Abstract
Impressive properties make graphene-based materials (GBMs) promising tools for nanoelectronics and biomedicine. However, safety concerns need to be cleared before mass production of GBMs starts. As skin, together with lungs, displays the highest exposure to GBMs, it is of fundamental importance to understand what happens when GBMs get in contact with skin cells. The present study was carried out on HaCaT keratinocytes, an in vitro model of skin toxicity, on which the effects of four GBMs were evaluated: a few layer graphene, prepared by ball-milling treatment (FLG), and three samples of graphene oxide (GOs, a research-grade GO1, and two commercial GOs, GO2 and GO3). Even though no significant effects were observed after 24 h, after 72 h the less oxidized compound (FLG) was the less cytotoxic, inducing mitochondrial and plasma-membrane damages with EC50s of 62.8 μg/mL (WST-8 assay) and 45.5 μg/mL (propidium iodide uptake), respectively. By contrast, the largest and most oxidized compound, GO3, was the most cytotoxic, inducing mitochondrial and plasma-membrane damages with EC50s of 5.4 and 2.9 μg/mL, respectively.
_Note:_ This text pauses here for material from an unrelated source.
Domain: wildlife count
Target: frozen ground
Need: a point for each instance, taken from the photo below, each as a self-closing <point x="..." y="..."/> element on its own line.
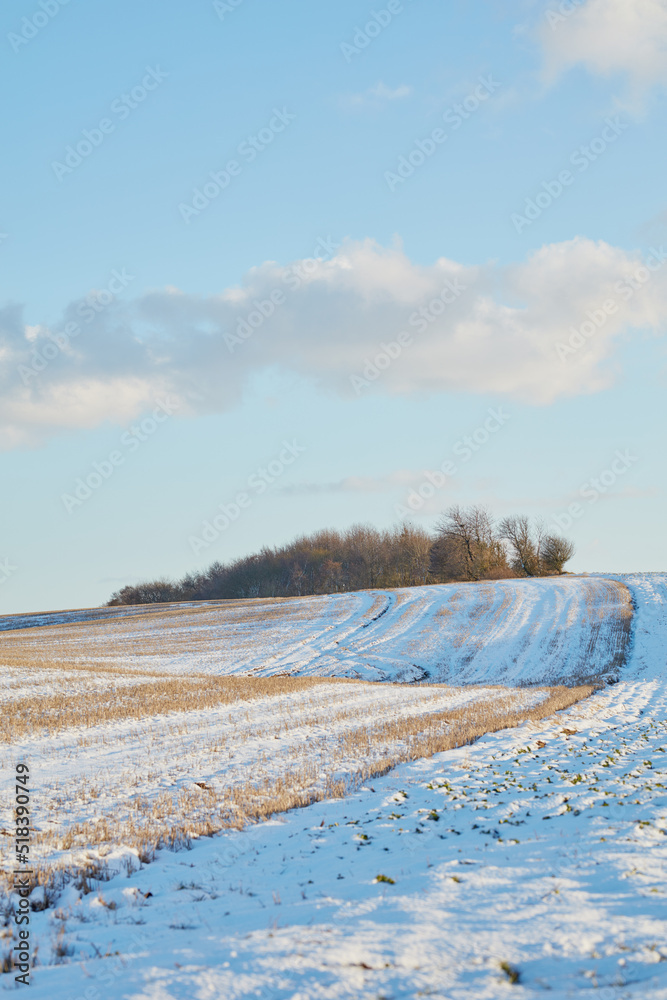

These results suggest that only high concentrations and long exposure times to FLG and GOs could impair mitochondrial activity associated with plasma membrane damage, suggesting low cytotoxic effects at the skin level.
Highlights
Considering the potential cutaneous effect of these carbon nanomaterials, we evaluated the in vitro effects of GBMs on human skin HaCaT keratinocytes, a spontaneously immortalized non-tumor cell line, widely used as a first-round screening to evaluate the toxicity of several compounds at the skin level[40]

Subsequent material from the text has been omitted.